Safety Check: Confirm free space exceeds the table’s size via nodetool tablestats events.raw_ingest. Do not run during peak; a major compaction monopolizes I/O. Rollback Path: There is none once started — a major compaction cannot be undone, only stopped mid-flight (below), leaving partially merged output.

A note on why the single-node case is different from the fleet case: on one node you own the whole I/O budget and can push it hard, but you also have no peer to shed reads onto automatically. Raising throughput on one machine in a replica set of three means that machine is briefly the slowest of the three for reads, so the coordinator’s speculative retries and the dynamic snitch will already be steering some traffic away from it — which is fine and even helpful during a drain, as long as the other two replicas can absorb the shifted load. Confirm that headroom exists on the peers before you push this node’s compaction throughput to the ceiling; a drain that saturates one node while its two replicas are also near capacity simply moves the latency problem around the ring instead of resolving it.

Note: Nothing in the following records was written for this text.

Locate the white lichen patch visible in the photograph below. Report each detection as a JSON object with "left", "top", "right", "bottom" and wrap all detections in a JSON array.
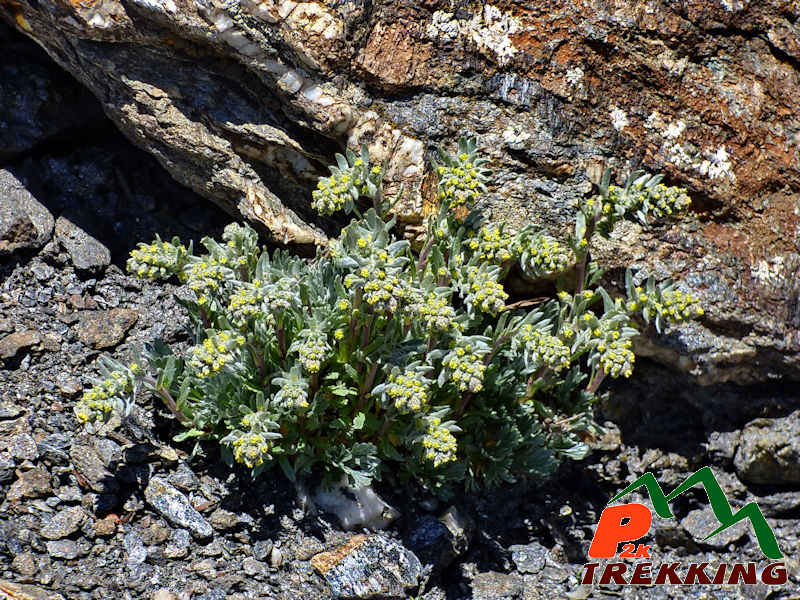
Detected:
[
  {"left": 566, "top": 67, "right": 584, "bottom": 89},
  {"left": 609, "top": 106, "right": 628, "bottom": 131},
  {"left": 720, "top": 0, "right": 749, "bottom": 12},
  {"left": 750, "top": 256, "right": 797, "bottom": 291},
  {"left": 426, "top": 4, "right": 521, "bottom": 65},
  {"left": 241, "top": 0, "right": 344, "bottom": 40},
  {"left": 132, "top": 0, "right": 178, "bottom": 14},
  {"left": 644, "top": 111, "right": 736, "bottom": 183}
]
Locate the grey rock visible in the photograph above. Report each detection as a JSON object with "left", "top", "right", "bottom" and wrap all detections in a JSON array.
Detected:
[
  {"left": 200, "top": 538, "right": 224, "bottom": 556},
  {"left": 409, "top": 506, "right": 475, "bottom": 569},
  {"left": 242, "top": 556, "right": 269, "bottom": 577},
  {"left": 38, "top": 433, "right": 72, "bottom": 465},
  {"left": 92, "top": 437, "right": 122, "bottom": 469},
  {"left": 11, "top": 552, "right": 38, "bottom": 577},
  {"left": 144, "top": 477, "right": 214, "bottom": 539},
  {"left": 755, "top": 491, "right": 800, "bottom": 517},
  {"left": 472, "top": 571, "right": 525, "bottom": 600},
  {"left": 69, "top": 441, "right": 119, "bottom": 494},
  {"left": 508, "top": 542, "right": 548, "bottom": 574},
  {"left": 122, "top": 531, "right": 147, "bottom": 570},
  {"left": 0, "top": 24, "right": 102, "bottom": 159},
  {"left": 0, "top": 329, "right": 42, "bottom": 360},
  {"left": 40, "top": 506, "right": 86, "bottom": 540},
  {"left": 0, "top": 579, "right": 64, "bottom": 600},
  {"left": 45, "top": 540, "right": 80, "bottom": 560},
  {"left": 208, "top": 508, "right": 239, "bottom": 531},
  {"left": 164, "top": 529, "right": 192, "bottom": 558},
  {"left": 0, "top": 450, "right": 17, "bottom": 484},
  {"left": 192, "top": 558, "right": 217, "bottom": 579},
  {"left": 0, "top": 170, "right": 53, "bottom": 256},
  {"left": 733, "top": 411, "right": 800, "bottom": 485},
  {"left": 0, "top": 404, "right": 22, "bottom": 419},
  {"left": 6, "top": 467, "right": 53, "bottom": 501},
  {"left": 8, "top": 433, "right": 39, "bottom": 460},
  {"left": 55, "top": 216, "right": 111, "bottom": 271},
  {"left": 76, "top": 308, "right": 139, "bottom": 350},
  {"left": 168, "top": 462, "right": 199, "bottom": 492},
  {"left": 269, "top": 546, "right": 283, "bottom": 569},
  {"left": 681, "top": 507, "right": 747, "bottom": 550},
  {"left": 253, "top": 540, "right": 273, "bottom": 561},
  {"left": 311, "top": 535, "right": 422, "bottom": 600}
]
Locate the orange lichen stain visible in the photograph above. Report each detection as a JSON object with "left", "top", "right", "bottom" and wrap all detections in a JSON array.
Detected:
[
  {"left": 14, "top": 13, "right": 33, "bottom": 33},
  {"left": 703, "top": 223, "right": 753, "bottom": 261},
  {"left": 67, "top": 0, "right": 98, "bottom": 8}
]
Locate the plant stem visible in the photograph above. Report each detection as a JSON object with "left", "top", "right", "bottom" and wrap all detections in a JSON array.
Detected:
[
  {"left": 586, "top": 369, "right": 606, "bottom": 394},
  {"left": 247, "top": 343, "right": 267, "bottom": 380},
  {"left": 358, "top": 363, "right": 378, "bottom": 412},
  {"left": 142, "top": 376, "right": 194, "bottom": 427}
]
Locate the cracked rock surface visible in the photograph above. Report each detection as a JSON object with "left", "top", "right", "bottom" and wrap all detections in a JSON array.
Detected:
[{"left": 0, "top": 0, "right": 800, "bottom": 385}]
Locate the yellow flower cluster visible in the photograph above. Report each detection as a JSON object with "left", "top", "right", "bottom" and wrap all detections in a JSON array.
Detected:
[
  {"left": 422, "top": 417, "right": 458, "bottom": 467},
  {"left": 519, "top": 235, "right": 574, "bottom": 277},
  {"left": 233, "top": 432, "right": 269, "bottom": 469},
  {"left": 228, "top": 279, "right": 266, "bottom": 326},
  {"left": 293, "top": 329, "right": 331, "bottom": 373},
  {"left": 189, "top": 331, "right": 245, "bottom": 379},
  {"left": 127, "top": 241, "right": 186, "bottom": 279},
  {"left": 465, "top": 267, "right": 508, "bottom": 315},
  {"left": 597, "top": 332, "right": 636, "bottom": 377},
  {"left": 272, "top": 375, "right": 308, "bottom": 410},
  {"left": 408, "top": 292, "right": 464, "bottom": 334},
  {"left": 344, "top": 258, "right": 407, "bottom": 313},
  {"left": 520, "top": 324, "right": 572, "bottom": 372},
  {"left": 384, "top": 369, "right": 428, "bottom": 413},
  {"left": 442, "top": 340, "right": 488, "bottom": 392},
  {"left": 438, "top": 152, "right": 484, "bottom": 208},
  {"left": 627, "top": 287, "right": 705, "bottom": 323},
  {"left": 311, "top": 170, "right": 354, "bottom": 215},
  {"left": 187, "top": 257, "right": 232, "bottom": 306},
  {"left": 469, "top": 226, "right": 514, "bottom": 265},
  {"left": 602, "top": 183, "right": 692, "bottom": 219},
  {"left": 74, "top": 371, "right": 133, "bottom": 423}
]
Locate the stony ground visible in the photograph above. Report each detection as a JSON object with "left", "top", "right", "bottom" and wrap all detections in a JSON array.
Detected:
[
  {"left": 0, "top": 171, "right": 800, "bottom": 600},
  {"left": 0, "top": 18, "right": 800, "bottom": 600}
]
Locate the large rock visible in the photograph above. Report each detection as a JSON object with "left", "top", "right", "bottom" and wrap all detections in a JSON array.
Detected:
[
  {"left": 55, "top": 216, "right": 111, "bottom": 271},
  {"left": 733, "top": 411, "right": 800, "bottom": 485},
  {"left": 0, "top": 24, "right": 103, "bottom": 159},
  {"left": 0, "top": 0, "right": 800, "bottom": 383},
  {"left": 0, "top": 170, "right": 54, "bottom": 256},
  {"left": 311, "top": 535, "right": 422, "bottom": 600},
  {"left": 144, "top": 477, "right": 214, "bottom": 539}
]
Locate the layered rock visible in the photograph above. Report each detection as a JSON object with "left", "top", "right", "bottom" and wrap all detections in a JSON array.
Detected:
[{"left": 0, "top": 0, "right": 800, "bottom": 383}]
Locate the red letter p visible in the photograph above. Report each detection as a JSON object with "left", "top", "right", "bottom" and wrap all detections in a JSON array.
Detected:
[{"left": 589, "top": 504, "right": 653, "bottom": 558}]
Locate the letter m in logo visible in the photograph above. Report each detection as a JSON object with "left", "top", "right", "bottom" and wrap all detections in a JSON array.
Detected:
[{"left": 589, "top": 467, "right": 783, "bottom": 560}]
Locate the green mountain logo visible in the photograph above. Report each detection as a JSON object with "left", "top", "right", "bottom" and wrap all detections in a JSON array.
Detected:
[{"left": 608, "top": 467, "right": 783, "bottom": 559}]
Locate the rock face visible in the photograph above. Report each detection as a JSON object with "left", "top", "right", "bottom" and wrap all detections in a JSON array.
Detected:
[
  {"left": 0, "top": 169, "right": 54, "bottom": 256},
  {"left": 733, "top": 412, "right": 800, "bottom": 485},
  {"left": 0, "top": 0, "right": 800, "bottom": 383}
]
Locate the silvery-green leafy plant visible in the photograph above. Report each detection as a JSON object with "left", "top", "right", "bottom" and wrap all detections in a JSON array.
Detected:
[{"left": 75, "top": 140, "right": 702, "bottom": 494}]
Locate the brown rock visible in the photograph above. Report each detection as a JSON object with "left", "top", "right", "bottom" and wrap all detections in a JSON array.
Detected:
[
  {"left": 6, "top": 0, "right": 800, "bottom": 384},
  {"left": 0, "top": 329, "right": 42, "bottom": 359},
  {"left": 77, "top": 308, "right": 139, "bottom": 350}
]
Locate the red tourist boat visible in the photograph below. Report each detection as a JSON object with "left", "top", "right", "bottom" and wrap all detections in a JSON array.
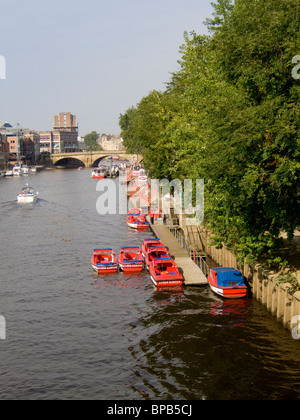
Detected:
[
  {"left": 126, "top": 213, "right": 150, "bottom": 230},
  {"left": 149, "top": 257, "right": 183, "bottom": 287},
  {"left": 92, "top": 168, "right": 107, "bottom": 179},
  {"left": 145, "top": 246, "right": 170, "bottom": 270},
  {"left": 118, "top": 247, "right": 144, "bottom": 272},
  {"left": 208, "top": 267, "right": 248, "bottom": 299},
  {"left": 142, "top": 238, "right": 164, "bottom": 258},
  {"left": 91, "top": 248, "right": 118, "bottom": 274}
]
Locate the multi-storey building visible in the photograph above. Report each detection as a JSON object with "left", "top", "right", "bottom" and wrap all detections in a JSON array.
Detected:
[
  {"left": 53, "top": 112, "right": 78, "bottom": 133},
  {"left": 0, "top": 133, "right": 9, "bottom": 171},
  {"left": 39, "top": 112, "right": 79, "bottom": 153}
]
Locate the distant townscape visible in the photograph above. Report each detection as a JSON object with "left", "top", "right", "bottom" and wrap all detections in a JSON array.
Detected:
[{"left": 0, "top": 112, "right": 125, "bottom": 171}]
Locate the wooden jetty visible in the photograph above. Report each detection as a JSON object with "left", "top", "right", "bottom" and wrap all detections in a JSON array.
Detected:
[{"left": 151, "top": 224, "right": 208, "bottom": 286}]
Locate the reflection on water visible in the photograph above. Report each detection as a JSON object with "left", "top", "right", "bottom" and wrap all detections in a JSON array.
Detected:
[{"left": 0, "top": 170, "right": 300, "bottom": 400}]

5. nodetool stop — halt a runaway compaction

If a compaction is itself the problem — starving reads or heading toward disk exhaustion — stop the server-side operation. Detaching the client with Ctrl+C does not stop it.

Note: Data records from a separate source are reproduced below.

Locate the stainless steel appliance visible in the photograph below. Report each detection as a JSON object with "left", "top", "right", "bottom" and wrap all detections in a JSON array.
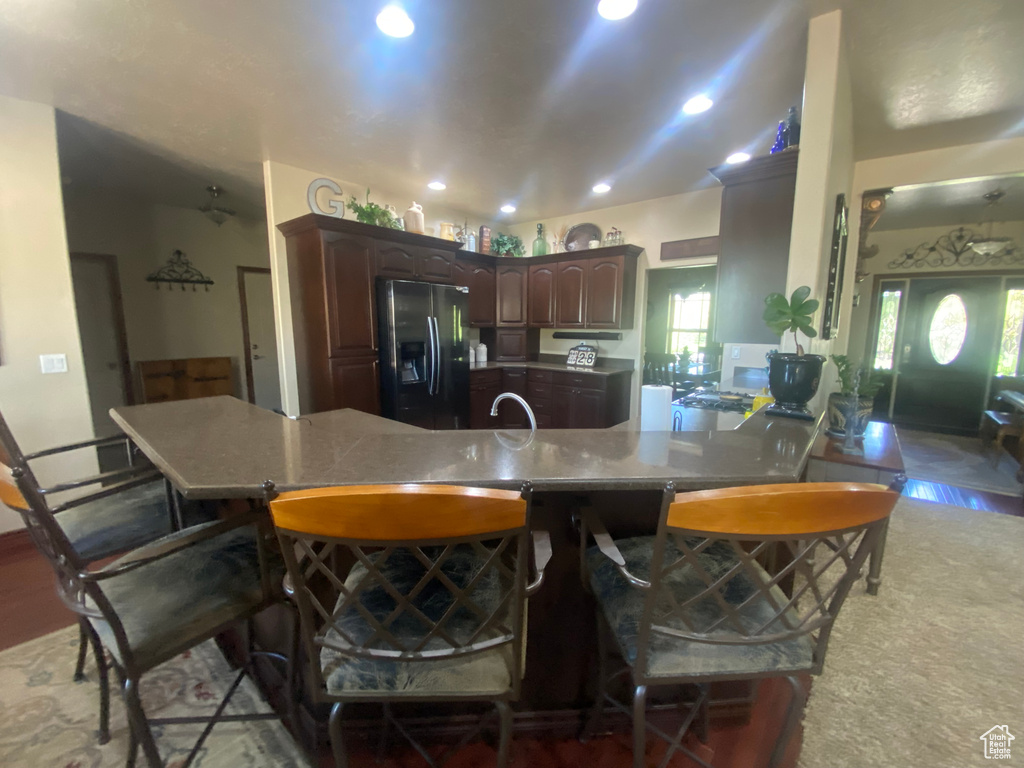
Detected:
[{"left": 377, "top": 280, "right": 469, "bottom": 429}]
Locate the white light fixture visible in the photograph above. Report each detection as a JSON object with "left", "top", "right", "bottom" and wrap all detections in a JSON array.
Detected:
[
  {"left": 683, "top": 93, "right": 715, "bottom": 115},
  {"left": 597, "top": 0, "right": 637, "bottom": 22},
  {"left": 377, "top": 4, "right": 416, "bottom": 37}
]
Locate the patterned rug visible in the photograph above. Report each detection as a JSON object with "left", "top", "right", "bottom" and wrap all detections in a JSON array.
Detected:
[
  {"left": 897, "top": 427, "right": 1021, "bottom": 496},
  {"left": 0, "top": 626, "right": 308, "bottom": 768},
  {"left": 800, "top": 499, "right": 1024, "bottom": 768}
]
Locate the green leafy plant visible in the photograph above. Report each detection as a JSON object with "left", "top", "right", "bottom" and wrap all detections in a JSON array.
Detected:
[
  {"left": 348, "top": 188, "right": 401, "bottom": 229},
  {"left": 490, "top": 232, "right": 526, "bottom": 256},
  {"left": 828, "top": 354, "right": 886, "bottom": 397},
  {"left": 763, "top": 286, "right": 818, "bottom": 354}
]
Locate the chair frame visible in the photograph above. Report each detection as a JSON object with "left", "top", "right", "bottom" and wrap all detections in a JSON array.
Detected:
[
  {"left": 268, "top": 482, "right": 551, "bottom": 768},
  {"left": 0, "top": 456, "right": 294, "bottom": 768},
  {"left": 581, "top": 477, "right": 905, "bottom": 768}
]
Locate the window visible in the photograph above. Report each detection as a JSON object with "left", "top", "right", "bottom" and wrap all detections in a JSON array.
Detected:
[
  {"left": 666, "top": 289, "right": 711, "bottom": 373},
  {"left": 995, "top": 288, "right": 1024, "bottom": 376},
  {"left": 874, "top": 291, "right": 903, "bottom": 371}
]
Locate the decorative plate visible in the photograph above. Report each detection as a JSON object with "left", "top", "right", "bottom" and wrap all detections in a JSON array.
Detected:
[{"left": 565, "top": 224, "right": 601, "bottom": 251}]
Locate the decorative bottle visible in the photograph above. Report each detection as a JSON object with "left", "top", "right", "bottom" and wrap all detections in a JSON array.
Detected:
[{"left": 534, "top": 224, "right": 548, "bottom": 256}]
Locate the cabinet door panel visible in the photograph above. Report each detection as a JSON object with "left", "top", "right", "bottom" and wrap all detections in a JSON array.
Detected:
[
  {"left": 377, "top": 244, "right": 419, "bottom": 280},
  {"left": 497, "top": 264, "right": 528, "bottom": 328},
  {"left": 586, "top": 256, "right": 625, "bottom": 328},
  {"left": 555, "top": 259, "right": 587, "bottom": 328},
  {"left": 324, "top": 236, "right": 377, "bottom": 357},
  {"left": 527, "top": 264, "right": 555, "bottom": 328}
]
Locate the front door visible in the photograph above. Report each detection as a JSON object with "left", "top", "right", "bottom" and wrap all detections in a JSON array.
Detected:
[{"left": 892, "top": 276, "right": 1001, "bottom": 434}]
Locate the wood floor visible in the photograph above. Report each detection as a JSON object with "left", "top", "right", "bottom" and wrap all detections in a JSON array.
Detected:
[{"left": 0, "top": 480, "right": 1024, "bottom": 768}]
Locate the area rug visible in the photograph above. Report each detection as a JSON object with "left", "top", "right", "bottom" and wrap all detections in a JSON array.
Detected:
[
  {"left": 896, "top": 427, "right": 1021, "bottom": 496},
  {"left": 0, "top": 626, "right": 308, "bottom": 768},
  {"left": 800, "top": 499, "right": 1024, "bottom": 768}
]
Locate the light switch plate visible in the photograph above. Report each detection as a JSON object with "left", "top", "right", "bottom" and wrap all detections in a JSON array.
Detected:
[{"left": 39, "top": 354, "right": 68, "bottom": 374}]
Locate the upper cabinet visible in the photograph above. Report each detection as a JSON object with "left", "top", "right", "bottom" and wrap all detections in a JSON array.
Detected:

# Halt in-flight compactions on this node (interrupts, does not corrupt).
nodetool stop COMPACTION

Safety Check: This interrupts active merges cleanly; the partial output SSTables are discarded and the source SSTables remain, so no data is lost, but the queue does not shrink. Use it to reclaim I/O for reads, then re-drain with the levers above. Rollback Path: Compaction resumes on its own as the strategy re-evaluates; there is nothing to restart.

Verification steps

# 1. Confirm the queue is back to baseline and settings are reverted.
nodetool compactionstats --human-readable
nodetool getcompactionthroughput

Safety Check: pending tasks should be at or near this node’s healthy floor, and throughput/concurrency should read the baseline values you recorded.

# 2. Confirm reads recovered on this node.
nodetool tpstats | grep -E "Pool Name|ReadStage|CompactionExecutor"

Safety Check: ReadStage Pending and Blocked should sit near zero. If they stayed elevated through the drain, the throughput bump was starving reads — lower the ceiling next time.

Troubleshooting

  • OutOfSpaceException mid-major-compaction. A nodetool compact on an STCS table fails partway because the single merged output needs more transient space than the disk has. Root cause: a full-table major was launched above ~50% disk utilization, where the output plus the still-present sources cannot coexist. Fix: never launch a full major without free space exceeding the table size; use --split-output and --user-defined to merge a subset, or archive cold data first. Recover by letting nodetool stop COMPACTION discard the partial output, then drain with throughput/concurrency instead of a major.
  • A single corrupt SSTable pinning the queue. ActiveTasks sits at 0 or 1 while pending tasks stays flat-high, and debug.log shows CorruptSSTableException on the same file each cycle. Root cause: one unreadable SSTable fails its compaction repeatedly and blocks the task behind it — no amount of extra throughput helps. Fix: stop feeding it I/O, run nodetool scrub events raw_ingest (or nodetool stop COMPACTION then offline sstablescrub) to quarantine the bad file during a maintenance window, and categorize it via compaction error categorization & logging before resuming the drain.
  • Throughput bump starving reads (ReadTimeoutException). After raising throughput and compactors, application reads to this node start timing out. Root cause: compaction I/O oversubscribed the shared device, leaving nothing for the read path. Fix: drop the ceiling back toward 50% of sustained write bandwidth, reduce compactors toward min(cores, disks), and while the drain runs keep reads off this replica using the speculative_retry and routing techniques in fallback routing & read path optimization.